Seeing the conversations around this topic in the post Most Western Parties Are Ossified and Failures I thought some folks might find value in this organizing guide created by USU. It draws from numerous articles they’ve written about organizing ML orgs from the ground up.
All I can say is, I’m not trying to imply the opposite, that they have no fundamental problems. What I take issue with is sweeping proclamations. I know some things are broad some of the time, but I’d argue for something as serious as an assessment of a broad spectrum of parties across up to a century and numerous countries needs far more nuance and investigation than a couple of sentences worth of a vaguely applied principle. I made a specific point to emphasize “in this thread” because I don’t think your original thread was being reductionist; I think it was digging into detail more so, and I don’t expect academic paper length stuff on Lemmygrad just to have a discussion about these things. My criticism here was specifically about reducing it to the principle of “they haven’t tried or succeeded at a revolution.” I also think it’s worth nothing here, the meaning of “tried” may need clarity. If a party has never “tried” in the sense that it never even did anything in the direction of revolutionary work, I’d agree it’s a clear failure. But if “tried” only means “made a direct attempt on the state with force”, that’s a different meaning.

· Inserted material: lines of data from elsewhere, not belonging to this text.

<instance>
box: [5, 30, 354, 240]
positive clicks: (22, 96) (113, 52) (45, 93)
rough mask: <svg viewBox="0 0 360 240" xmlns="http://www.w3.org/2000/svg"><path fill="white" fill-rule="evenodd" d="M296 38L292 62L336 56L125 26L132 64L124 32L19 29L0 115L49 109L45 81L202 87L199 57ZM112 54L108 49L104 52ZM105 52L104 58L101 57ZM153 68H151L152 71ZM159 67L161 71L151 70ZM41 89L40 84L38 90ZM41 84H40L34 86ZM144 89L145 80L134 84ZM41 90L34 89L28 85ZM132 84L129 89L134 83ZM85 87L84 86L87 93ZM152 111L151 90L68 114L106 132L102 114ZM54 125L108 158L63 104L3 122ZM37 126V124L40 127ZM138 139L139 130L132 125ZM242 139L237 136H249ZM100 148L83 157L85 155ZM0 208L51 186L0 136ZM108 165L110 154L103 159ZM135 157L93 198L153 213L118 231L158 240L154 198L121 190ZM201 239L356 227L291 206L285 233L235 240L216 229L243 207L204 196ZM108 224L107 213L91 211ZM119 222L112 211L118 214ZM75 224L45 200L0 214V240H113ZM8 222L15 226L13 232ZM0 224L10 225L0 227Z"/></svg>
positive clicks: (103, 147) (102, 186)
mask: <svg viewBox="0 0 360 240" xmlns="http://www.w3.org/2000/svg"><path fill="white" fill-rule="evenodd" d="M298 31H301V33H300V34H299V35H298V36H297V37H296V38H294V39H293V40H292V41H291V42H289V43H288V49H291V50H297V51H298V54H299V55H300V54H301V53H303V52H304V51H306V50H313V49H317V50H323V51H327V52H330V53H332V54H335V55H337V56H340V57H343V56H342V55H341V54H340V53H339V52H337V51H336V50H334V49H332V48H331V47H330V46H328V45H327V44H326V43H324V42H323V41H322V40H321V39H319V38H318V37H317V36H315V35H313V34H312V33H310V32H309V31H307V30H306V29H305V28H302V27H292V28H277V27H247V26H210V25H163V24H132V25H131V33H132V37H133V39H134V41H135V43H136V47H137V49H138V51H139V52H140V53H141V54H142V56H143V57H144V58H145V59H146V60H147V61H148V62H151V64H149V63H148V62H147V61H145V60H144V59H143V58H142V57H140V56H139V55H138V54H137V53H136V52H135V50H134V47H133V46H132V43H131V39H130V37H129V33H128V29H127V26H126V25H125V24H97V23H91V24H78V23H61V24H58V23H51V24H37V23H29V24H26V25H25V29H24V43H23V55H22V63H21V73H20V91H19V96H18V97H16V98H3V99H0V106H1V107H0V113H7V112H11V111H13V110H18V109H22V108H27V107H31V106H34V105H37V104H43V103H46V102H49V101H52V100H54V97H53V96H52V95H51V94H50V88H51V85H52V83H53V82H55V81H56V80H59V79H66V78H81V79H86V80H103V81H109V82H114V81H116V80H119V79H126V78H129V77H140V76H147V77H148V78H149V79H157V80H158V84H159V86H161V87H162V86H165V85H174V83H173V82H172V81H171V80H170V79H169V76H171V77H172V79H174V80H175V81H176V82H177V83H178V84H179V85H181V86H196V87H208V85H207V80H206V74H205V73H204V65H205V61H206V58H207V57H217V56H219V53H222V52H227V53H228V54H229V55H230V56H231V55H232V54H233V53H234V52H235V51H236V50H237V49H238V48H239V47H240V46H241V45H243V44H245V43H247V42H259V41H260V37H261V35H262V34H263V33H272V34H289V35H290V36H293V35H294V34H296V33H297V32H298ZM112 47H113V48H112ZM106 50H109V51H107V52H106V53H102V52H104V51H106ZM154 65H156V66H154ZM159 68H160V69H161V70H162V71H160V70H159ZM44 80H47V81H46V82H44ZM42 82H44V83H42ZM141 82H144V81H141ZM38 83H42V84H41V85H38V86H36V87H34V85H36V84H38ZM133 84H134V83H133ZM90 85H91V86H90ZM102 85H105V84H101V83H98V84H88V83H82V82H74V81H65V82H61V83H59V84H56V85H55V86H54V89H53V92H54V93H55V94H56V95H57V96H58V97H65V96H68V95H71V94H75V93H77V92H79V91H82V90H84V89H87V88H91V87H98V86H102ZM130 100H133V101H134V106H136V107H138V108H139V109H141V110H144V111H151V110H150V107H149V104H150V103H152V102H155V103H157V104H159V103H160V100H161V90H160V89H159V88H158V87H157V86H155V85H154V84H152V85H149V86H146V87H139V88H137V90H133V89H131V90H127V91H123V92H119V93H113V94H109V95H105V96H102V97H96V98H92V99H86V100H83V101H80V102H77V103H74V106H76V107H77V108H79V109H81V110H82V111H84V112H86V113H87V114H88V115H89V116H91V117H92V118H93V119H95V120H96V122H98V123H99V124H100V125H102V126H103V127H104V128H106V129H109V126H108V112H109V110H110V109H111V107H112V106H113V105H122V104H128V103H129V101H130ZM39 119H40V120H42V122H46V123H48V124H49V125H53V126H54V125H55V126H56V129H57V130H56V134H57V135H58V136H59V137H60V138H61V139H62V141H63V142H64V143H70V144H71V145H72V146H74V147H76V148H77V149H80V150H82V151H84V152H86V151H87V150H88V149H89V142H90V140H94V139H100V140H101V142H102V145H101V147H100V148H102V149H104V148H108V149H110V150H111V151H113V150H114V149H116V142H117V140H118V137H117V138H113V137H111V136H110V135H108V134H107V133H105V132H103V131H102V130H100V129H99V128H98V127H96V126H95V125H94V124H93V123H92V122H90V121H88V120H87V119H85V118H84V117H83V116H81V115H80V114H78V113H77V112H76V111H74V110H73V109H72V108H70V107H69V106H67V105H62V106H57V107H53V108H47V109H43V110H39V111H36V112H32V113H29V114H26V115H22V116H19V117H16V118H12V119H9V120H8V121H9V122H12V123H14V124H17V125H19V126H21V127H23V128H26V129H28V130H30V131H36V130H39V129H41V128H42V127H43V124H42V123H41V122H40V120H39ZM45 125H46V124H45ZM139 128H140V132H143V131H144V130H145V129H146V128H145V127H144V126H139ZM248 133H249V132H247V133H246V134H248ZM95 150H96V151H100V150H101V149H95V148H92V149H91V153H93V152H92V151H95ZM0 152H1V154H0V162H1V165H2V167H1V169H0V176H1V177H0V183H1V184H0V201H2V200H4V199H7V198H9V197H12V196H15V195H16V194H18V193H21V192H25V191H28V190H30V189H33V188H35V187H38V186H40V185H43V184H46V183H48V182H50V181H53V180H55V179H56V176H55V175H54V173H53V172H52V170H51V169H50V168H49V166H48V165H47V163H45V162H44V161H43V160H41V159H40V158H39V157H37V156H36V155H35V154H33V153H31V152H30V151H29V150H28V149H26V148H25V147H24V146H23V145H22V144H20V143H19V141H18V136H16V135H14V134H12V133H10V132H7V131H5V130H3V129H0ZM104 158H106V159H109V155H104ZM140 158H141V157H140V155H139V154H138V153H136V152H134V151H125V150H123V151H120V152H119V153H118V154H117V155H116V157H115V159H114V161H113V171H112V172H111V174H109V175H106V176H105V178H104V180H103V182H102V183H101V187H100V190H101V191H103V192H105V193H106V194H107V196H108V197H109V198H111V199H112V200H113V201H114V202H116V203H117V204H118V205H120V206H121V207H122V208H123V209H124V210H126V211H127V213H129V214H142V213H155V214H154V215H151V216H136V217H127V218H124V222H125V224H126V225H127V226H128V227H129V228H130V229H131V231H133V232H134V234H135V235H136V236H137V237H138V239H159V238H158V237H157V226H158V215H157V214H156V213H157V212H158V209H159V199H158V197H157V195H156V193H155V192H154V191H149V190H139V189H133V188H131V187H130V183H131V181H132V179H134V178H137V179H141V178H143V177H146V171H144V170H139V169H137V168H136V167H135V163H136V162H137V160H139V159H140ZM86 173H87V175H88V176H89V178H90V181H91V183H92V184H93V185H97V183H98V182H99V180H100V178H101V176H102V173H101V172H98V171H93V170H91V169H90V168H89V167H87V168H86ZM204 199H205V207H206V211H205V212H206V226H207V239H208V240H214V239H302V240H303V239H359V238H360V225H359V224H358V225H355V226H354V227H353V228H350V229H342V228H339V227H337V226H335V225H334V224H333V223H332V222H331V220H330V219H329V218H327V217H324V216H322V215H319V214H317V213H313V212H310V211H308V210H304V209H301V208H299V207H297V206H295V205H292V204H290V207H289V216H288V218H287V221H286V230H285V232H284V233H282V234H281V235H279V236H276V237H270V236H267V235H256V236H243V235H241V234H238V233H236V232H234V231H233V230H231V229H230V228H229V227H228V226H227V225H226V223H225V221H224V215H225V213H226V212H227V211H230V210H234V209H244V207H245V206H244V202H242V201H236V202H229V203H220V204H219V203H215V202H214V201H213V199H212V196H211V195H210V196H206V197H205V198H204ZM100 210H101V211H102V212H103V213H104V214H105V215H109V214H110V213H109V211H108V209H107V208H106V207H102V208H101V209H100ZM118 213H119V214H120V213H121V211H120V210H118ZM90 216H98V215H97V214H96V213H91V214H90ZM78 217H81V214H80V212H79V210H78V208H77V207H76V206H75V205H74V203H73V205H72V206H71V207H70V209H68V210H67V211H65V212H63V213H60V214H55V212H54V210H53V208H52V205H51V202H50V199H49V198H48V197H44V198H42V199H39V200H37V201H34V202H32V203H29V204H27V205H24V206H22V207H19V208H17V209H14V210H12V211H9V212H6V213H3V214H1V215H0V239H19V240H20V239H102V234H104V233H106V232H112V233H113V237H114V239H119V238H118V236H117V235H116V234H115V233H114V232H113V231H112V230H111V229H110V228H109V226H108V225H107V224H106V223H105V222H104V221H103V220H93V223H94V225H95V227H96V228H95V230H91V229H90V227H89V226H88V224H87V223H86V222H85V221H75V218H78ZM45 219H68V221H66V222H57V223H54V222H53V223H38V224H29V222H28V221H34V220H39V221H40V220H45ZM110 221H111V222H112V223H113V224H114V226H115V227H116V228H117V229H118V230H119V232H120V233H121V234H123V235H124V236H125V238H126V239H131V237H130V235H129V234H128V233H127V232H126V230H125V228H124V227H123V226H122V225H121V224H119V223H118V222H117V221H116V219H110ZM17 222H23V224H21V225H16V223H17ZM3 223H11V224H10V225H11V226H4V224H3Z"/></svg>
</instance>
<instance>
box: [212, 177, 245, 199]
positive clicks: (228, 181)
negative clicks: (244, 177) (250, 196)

I know this kind of linguistics stuff can be annoying to some, so I get kind of self conscious at times about even calling attention to it, but nevertheless, I think it matters for something as weighty as an assessment of so many parties over such a long period of time. For example, some people can read “failure” and extrapolate from that as “throw the whole thing out, it has no value in it”, which is a different takeaway from “it’s intractable as a vehicle for forming a dictatorship of the proletariat, but might be useful in other ways.” Still others might read it as a moral thing, like “failure” is something to be taken personally or dismissively, as ignoring what else happened with it that could be considered beneficial in some regards but fell short of revolution, and that last one seems to be the cause of some contention in this thread.